China reported detecting a possible security flaw in Claude Code, the AI-based programming tool developed by Anthropic. This specific alert refers to certain versions of the software and suggests unauthorized transmission of user data to remotely located servers.
Security Alert Details
As reported by Reuters, China's National Vulnerability Database (NVDB) identified a mechanism within Claude Code capable of transmitting information classified as sensitive. In a statement released via WeChat, the agency linked to China's Ministry of Industry clarified that this feature could expose data such as users' geographical location and personal identifiers to external servers without proper consent.
The security advisory covers versions of Claude Code between 2.1.91 and 2.1.196. The NVDB advised both companies and affected users to conduct a thorough review of impacted systems and implement various protective measures, such as uninstalling vulnerable versions, updating the software to the latest version, strengthening access controls to external networks, and actively monitoring data flow on corporate networks.
For the Chinese authority, this alleged mechanism represents a 'serious threat,' especially in professional contexts where AI tools are used in software development.
Anthropic's Contestations and Security Experiments
This questioning emerged amid the global competition for advancements in artificial intelligence. Claude Code, created by Anthropic, is widely used by engineers and researchers to assist with programming tasks. The controversy gained momentum after a Reddit post alleged that the company had secretly incorporated code into the software intended to track users associated with China.
An Anthropic collaborator contested this allegation on the social network X, explaining that the code was part of an experiment initiated in March. According to this employee, the purpose of this initiative was twofold: to prevent the misuse of accounts by unauthorized resellers and to prevent distillation processes.

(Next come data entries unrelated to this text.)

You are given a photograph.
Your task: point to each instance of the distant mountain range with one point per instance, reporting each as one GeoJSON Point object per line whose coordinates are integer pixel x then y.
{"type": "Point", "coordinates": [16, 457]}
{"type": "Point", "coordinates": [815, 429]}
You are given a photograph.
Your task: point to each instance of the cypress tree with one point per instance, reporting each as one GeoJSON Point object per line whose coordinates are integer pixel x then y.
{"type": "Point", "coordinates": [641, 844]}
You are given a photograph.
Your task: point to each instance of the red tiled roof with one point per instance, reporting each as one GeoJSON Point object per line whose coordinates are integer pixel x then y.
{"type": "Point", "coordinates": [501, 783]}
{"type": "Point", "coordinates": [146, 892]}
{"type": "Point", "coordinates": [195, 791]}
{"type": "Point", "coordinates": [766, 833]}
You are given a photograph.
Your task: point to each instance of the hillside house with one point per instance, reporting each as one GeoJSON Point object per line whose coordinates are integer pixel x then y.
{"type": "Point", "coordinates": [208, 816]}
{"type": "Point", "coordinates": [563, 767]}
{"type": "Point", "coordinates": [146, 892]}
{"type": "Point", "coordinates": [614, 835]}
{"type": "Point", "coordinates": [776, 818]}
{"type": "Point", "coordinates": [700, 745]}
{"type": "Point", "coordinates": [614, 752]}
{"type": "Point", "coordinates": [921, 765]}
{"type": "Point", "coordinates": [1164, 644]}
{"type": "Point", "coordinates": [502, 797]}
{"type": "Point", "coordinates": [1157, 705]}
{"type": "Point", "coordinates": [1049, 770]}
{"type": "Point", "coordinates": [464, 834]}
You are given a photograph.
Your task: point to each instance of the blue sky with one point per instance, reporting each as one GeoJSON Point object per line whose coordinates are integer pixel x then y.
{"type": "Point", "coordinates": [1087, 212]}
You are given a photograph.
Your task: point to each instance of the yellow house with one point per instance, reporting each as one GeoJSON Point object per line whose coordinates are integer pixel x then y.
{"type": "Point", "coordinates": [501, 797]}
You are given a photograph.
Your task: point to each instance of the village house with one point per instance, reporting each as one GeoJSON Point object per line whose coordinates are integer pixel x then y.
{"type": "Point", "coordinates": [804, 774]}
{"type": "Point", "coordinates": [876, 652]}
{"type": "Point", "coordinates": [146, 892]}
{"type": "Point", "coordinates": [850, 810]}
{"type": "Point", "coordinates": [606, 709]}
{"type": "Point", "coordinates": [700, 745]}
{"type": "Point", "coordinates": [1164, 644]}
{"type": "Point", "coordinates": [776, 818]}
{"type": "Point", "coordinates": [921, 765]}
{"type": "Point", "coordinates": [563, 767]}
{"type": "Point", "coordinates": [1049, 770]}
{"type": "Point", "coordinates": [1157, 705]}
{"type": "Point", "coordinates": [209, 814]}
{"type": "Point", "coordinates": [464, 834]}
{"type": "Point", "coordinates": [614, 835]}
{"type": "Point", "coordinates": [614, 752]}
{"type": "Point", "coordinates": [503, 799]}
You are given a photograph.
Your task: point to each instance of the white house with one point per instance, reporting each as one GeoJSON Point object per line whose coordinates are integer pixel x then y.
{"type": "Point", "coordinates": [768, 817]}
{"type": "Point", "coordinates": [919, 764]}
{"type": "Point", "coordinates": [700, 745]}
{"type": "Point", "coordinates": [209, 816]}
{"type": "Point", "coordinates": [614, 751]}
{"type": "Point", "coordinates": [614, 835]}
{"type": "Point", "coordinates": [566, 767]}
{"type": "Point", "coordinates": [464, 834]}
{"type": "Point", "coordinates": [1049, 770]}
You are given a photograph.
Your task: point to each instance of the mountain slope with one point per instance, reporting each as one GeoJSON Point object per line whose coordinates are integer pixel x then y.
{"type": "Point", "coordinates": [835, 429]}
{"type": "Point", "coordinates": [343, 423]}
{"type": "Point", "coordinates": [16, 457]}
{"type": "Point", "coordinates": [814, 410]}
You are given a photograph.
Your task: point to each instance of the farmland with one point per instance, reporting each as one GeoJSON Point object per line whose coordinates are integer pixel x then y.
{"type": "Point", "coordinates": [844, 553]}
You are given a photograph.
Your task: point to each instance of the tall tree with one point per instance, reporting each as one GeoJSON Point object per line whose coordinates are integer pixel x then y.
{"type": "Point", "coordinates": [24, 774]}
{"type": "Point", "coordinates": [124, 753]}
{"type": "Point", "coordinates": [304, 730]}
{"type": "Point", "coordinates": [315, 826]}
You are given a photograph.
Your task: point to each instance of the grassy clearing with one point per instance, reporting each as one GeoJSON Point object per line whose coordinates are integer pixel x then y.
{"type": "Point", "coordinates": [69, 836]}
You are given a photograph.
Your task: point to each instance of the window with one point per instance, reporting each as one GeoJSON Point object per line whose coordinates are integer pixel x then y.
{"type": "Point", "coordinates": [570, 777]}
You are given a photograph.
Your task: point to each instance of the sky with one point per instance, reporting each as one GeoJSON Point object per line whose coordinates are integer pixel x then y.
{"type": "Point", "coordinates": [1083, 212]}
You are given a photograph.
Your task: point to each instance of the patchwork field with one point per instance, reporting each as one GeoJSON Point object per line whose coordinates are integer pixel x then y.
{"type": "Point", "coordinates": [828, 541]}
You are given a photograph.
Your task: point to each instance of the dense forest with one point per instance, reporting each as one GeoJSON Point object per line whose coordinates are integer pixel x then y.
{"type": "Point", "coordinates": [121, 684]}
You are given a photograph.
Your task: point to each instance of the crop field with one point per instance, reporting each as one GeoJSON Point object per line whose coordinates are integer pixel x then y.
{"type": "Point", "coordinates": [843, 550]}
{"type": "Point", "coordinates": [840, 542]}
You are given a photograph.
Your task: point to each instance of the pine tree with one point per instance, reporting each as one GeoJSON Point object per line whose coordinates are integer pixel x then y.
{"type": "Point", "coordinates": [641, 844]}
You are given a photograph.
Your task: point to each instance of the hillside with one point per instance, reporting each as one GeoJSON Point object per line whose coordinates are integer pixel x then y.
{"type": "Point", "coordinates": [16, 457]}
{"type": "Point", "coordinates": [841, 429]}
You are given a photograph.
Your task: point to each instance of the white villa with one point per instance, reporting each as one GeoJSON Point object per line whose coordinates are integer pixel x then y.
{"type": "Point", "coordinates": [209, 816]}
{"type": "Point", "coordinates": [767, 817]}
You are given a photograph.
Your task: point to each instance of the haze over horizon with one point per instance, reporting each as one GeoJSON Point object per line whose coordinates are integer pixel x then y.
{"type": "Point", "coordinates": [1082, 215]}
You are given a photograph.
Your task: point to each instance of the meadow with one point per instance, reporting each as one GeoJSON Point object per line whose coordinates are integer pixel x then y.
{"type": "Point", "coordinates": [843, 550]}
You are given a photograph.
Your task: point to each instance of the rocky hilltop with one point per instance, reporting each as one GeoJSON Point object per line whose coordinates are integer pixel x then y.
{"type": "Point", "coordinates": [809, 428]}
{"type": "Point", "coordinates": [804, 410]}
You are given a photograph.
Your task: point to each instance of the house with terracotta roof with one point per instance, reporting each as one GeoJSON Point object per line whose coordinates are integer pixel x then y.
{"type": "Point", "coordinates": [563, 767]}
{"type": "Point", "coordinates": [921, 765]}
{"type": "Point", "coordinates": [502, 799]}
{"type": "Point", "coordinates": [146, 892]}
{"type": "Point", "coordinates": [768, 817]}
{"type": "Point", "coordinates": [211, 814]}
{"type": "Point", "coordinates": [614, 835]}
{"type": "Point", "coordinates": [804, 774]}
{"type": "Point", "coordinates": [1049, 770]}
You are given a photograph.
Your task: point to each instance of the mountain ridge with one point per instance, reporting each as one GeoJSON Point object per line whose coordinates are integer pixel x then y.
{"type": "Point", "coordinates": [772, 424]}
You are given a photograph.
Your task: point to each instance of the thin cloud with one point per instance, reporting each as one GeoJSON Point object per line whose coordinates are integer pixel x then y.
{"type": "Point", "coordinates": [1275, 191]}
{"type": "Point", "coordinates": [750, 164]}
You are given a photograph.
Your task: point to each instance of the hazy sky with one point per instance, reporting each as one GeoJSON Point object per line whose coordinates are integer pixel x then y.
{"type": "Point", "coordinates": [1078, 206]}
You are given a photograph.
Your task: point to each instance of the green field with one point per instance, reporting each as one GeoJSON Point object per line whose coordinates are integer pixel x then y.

Additionally, Anthropic itself had previously accused Chinese AI companies, including Alibaba, of improperly using its models through distillation, which involves training a new system based on responses generated by another existing model.
Corporate and Regulatory Impact
Following the increase in discussions about the tool's identification features, Alibaba mandated a ban on its employees using Claude Code for work activities. Anthropic did not provide an immediate response to requests for comment regarding the Chinese government's statement. It should be noted that the American company had previously stated that Chinese companies were not eligible to access Claude.
Although China has not yet given official approval for Anthropic's services for public use within its territory, Chinese researchers and engineers have continued to access the model through external connections, often with the support of their employers. This incident demonstrates that, beyond performance metrics and innovation, artificial intelligence tools are being evaluated for their potential impact on privacy, information control, and digital security.